Playing Whack-A-Mole with the Duck Issues of the Week

Don't cover basketball here, and don't follow it with the same intensity we apply to football, but Duck fans have to be heartened by the progress that Dana Altman and the players are making in creating a new vision for the basketball team.  An undermanned and undersized  squad has already won three more conference games than many experts thought they might, and they've done it with a very Chip-like brand of heart, defense and hustle.

Winning is infectious, and an athletic climate where teams strive for excellence creates an atmosphere at a university.  It can carry over to track and baseball and golf.  It can envelop new enrollees and young people who consider the university.  It has always meant something special to wear the green and yellow, and there's an identity and a hopefulness that shapes the Ducks.  The progress of the roundballers, uniquely their own, will contribute something important to that climate. 

When football players attend games, or recruits come for their weekends, the passion and pride displayed in that new gym matters.  It becomes an essential part of the fabric of a great university.  You can have a successful football program with a poor basketball program or not much of one at all,  but a school where all the academic and athletic programs are striving for excellence becomes a very special place. 

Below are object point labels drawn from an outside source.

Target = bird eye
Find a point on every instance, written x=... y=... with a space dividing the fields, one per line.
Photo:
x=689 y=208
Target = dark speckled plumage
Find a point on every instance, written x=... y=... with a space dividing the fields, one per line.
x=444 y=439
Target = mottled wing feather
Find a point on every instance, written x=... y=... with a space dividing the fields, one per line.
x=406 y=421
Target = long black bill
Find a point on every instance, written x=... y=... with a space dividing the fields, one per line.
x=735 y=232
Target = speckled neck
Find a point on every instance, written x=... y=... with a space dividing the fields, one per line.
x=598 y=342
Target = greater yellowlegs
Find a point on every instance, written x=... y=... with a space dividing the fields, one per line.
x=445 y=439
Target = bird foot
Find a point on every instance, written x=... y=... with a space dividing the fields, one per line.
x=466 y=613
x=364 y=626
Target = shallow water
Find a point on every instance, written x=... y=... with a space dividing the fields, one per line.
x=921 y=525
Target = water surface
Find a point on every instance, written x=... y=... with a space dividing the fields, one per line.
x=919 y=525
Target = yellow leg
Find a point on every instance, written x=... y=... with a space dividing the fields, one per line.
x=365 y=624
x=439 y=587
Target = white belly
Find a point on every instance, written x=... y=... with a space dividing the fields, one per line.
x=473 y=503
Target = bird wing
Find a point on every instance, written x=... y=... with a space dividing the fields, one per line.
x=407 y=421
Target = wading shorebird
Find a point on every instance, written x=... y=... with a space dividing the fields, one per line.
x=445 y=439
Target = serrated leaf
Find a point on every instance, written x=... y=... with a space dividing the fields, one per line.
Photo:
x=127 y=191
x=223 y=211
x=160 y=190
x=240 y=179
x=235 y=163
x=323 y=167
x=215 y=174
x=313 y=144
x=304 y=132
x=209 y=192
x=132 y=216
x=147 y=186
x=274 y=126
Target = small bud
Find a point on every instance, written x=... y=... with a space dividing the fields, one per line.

Here in the Northwest, green and yellow stands for something.  The Ducks are unique.  They have a spirit and a heart you don't find other places.  They have a fierce loyalty to each other.  It's a quality of effort and independent determination that goes back to Steve Prefontaine and Dan Fouts and further still.  It's heartening to see the basketball Ducks go to Mapes and play with that kind of effort.  No one ever rises to low expectations.  At Oregon, the expectations are consistently high on every corner of campus.  It's exciting to see that pride become more tangible, for the bright new colors to inspire a brighter effort.

That said, I'd like to see the football team in school colors at least once a season.  The throwbacks are more than just an ensemble and a uniform option.  They are the heart of a history.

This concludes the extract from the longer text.